Se le Comunità e le case di accoglienza sono state costrette a chiudersi, fuori il lavoro è stato più intenso: “Le religiose – sottolinea suor Carla Fiori, madre provinciale della congregazione – hanno svolto un lavoro più intenso accanto alle famiglie, soprattutto al Sud”.

Aprire lo sguardo su chi “è rotto dalla vita”

Nel convegno si sono alternati momenti di approfondimento e testimonianze. “L’inclusione – dice monsignor Mimmo Battaglia, arcivescovo di Napoli – è possibile solo se il nostro sguardo è capace di andare oltre e di penetrare nel cuore della vita”. Tocca alla comunità civile, quindi a tutti, come sottolinea suor Debora, “la responsabilità di vedere chi è rotto dalla vita e mettersi in gioco per riattivare la speranza attraverso processi condotti insieme insieme. Il primo passo è osservare con attenzione e poi mettersi in gioco per organizzare la speranza attingendo a una follia corale fatta d’amore. È importante lasciarsi toccare, provocare per primi dalla sofferenza e stare accanto a chi non ce la fa, ha bisogno di promozione e di riscatto”.

Nei lavori di gruppo le religiose e i volontari hanno avuto la possibilità di concentrarsi sulle priorità e mettere a punto una linea comune. Per tutti resta aperto un doppio fronte: stare con gli ultimi e allo stesso tempo sensibilizzare le comunità. 

Superare i pregiudizi per “organizzare” la speranza

“Possiamo farlo – sottolinea suor Carla – attraverso il volontariato, testimonianze, esperienze. Non è facile, soprattutto quando parliamo del carcere, una realtà che crea pregiudizi e atteggiamenti di rifiuto che rendono difficile l’inclusione. Ci sono tante persone in carcere che hanno commesso piccoli reati ma si trovano prive di mezzi e di aiuti perché non hanno alle spalle una famiglia. Per contribuire a riabilitarli e a offrire loro una seconda possibilità bisogna creargli intorno una rete di solidarietà e sostegno, che in genere nasce dal passaparola. Niente può accadere senza un tessuto sociale sensibile”. 

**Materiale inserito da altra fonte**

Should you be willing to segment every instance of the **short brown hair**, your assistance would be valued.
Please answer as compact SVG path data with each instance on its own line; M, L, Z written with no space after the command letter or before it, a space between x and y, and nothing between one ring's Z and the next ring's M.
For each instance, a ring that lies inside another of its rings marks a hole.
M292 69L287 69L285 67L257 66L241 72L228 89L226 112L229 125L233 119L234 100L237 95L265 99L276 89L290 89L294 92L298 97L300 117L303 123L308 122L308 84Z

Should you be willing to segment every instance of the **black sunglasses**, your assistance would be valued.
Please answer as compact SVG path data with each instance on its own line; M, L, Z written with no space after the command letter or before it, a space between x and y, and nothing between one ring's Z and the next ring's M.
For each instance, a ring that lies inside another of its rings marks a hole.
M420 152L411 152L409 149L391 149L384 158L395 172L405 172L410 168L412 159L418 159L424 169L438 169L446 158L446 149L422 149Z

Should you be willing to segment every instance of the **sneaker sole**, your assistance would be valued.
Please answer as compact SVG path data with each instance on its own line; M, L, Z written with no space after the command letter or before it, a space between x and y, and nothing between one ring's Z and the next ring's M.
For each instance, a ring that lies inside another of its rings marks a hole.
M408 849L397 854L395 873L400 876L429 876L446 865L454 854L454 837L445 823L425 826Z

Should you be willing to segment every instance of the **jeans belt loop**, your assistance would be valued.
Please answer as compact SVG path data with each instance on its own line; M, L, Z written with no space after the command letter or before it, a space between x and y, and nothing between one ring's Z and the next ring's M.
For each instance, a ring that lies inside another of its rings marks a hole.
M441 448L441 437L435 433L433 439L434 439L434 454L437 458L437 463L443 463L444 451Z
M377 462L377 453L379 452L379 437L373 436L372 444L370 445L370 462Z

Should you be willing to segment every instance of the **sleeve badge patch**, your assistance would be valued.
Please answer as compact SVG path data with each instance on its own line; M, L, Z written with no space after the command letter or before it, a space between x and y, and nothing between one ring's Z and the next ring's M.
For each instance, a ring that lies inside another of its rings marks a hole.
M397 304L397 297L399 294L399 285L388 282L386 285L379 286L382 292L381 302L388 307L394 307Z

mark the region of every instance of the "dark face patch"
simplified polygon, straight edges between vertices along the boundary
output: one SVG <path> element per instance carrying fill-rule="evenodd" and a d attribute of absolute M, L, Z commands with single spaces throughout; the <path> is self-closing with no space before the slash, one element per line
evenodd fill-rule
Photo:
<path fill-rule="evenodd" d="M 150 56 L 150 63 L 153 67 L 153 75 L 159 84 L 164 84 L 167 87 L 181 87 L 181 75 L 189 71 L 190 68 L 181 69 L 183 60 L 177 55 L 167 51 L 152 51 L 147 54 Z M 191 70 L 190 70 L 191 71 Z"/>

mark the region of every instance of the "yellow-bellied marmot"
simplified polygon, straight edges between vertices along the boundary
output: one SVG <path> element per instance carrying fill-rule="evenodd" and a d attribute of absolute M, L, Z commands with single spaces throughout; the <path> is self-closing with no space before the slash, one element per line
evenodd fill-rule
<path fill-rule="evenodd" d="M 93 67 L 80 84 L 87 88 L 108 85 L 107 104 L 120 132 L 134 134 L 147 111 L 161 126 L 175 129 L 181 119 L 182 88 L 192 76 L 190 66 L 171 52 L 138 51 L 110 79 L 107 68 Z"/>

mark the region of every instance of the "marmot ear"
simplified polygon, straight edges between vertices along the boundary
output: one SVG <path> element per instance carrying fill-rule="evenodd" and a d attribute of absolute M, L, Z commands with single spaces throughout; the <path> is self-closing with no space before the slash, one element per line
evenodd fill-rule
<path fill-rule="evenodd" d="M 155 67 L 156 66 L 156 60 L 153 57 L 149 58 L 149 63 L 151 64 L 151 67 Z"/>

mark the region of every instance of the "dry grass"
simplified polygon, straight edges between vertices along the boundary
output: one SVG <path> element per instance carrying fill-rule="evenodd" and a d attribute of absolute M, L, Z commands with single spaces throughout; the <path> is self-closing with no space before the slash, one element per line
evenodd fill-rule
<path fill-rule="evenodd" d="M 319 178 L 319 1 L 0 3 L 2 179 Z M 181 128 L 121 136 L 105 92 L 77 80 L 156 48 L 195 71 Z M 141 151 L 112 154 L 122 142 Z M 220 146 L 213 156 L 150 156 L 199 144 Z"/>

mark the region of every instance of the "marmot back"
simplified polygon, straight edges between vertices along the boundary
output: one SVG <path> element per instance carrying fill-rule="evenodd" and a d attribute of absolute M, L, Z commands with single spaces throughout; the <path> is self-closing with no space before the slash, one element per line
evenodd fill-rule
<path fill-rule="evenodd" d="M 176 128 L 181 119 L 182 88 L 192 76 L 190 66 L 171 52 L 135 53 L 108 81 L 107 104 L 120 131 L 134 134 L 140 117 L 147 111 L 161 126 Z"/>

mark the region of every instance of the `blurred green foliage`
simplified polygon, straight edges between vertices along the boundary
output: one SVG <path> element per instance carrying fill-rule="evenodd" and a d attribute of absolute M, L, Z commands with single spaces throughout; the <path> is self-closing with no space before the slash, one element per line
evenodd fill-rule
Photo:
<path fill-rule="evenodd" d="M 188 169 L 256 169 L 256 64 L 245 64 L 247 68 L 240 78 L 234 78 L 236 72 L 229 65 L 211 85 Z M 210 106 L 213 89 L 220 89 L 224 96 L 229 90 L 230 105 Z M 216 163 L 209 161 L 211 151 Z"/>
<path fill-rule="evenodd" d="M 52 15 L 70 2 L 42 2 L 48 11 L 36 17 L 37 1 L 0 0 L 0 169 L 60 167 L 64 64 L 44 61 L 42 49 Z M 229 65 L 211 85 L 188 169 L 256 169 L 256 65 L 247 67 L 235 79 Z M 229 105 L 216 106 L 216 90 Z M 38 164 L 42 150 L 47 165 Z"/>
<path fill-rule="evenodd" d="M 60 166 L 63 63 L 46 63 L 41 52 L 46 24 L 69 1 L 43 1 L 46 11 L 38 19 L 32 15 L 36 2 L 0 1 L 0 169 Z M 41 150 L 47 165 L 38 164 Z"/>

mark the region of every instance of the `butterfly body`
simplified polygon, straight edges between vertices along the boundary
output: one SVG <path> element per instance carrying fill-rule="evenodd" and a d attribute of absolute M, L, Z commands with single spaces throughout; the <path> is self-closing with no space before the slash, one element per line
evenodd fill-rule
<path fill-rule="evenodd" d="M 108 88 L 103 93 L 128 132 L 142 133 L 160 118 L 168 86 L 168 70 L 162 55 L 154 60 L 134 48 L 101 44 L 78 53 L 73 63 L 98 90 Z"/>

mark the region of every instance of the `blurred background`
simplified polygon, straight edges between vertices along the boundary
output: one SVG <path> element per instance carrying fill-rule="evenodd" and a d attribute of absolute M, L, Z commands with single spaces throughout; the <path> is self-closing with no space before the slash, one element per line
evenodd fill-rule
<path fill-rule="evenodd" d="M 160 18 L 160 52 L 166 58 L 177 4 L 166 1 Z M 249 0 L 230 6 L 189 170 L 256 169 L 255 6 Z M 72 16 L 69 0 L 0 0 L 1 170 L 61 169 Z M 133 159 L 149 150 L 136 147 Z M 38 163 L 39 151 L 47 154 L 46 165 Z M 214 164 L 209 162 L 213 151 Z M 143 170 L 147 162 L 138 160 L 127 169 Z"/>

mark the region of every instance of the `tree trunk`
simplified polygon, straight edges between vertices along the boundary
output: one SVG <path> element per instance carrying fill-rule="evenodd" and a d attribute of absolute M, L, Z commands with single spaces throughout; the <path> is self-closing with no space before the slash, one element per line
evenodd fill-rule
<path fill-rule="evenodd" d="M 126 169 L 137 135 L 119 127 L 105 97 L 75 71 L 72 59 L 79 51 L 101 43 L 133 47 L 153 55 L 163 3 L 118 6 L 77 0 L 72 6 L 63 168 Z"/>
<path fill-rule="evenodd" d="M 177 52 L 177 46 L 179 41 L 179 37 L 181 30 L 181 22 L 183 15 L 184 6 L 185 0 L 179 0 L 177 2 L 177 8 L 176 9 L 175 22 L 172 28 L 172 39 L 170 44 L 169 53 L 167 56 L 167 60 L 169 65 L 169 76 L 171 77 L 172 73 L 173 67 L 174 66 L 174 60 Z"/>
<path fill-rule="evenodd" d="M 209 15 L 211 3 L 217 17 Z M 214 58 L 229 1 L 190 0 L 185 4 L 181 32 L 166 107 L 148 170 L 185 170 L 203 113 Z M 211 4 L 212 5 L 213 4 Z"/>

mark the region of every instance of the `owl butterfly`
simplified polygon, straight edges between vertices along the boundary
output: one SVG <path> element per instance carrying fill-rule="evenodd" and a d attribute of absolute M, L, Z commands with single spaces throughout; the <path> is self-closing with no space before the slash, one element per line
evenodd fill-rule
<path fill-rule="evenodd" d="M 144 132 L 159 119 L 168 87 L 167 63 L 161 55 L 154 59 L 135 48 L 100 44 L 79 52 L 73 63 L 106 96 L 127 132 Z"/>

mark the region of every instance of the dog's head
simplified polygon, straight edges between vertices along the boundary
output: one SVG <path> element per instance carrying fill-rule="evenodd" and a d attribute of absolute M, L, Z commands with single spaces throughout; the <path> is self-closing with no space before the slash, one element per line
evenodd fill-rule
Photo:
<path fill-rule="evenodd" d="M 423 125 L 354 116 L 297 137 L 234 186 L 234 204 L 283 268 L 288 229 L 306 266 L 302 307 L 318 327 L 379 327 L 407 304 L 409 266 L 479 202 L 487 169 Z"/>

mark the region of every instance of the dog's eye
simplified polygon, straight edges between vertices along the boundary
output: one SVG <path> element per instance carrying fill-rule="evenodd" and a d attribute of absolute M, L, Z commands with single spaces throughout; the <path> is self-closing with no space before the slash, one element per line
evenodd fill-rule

La pandemia ha fatto emergere nuove forme di povertà, e non tutte hanno a che fare con le risorse economiche delle famiglie: “C’è anche il dramma della povertà educativa – osserva suor Debora, acuito da questo periodo, anche a causa della didattica a distanza. Il disagio giovanile e adolescenziale si sta manifestando in tanti modi. Si avverte in modo particolarmente forte nelle periferie, ma anche nelle città, ovunque. Il covid ha contribuito a portare a galla tante difficoltà già preesistenti e tipiche di questo sistema sociale che non fa i conti con i bisogni più profondi delle persone, dei ragazzi. Le persone hanno bisogno della nostra attenzione e cura prima che delle nostre cose. Finché il sistema sarà questo – come dice Papa Francesco – ci saranno sempre più espulsi e invisibili”.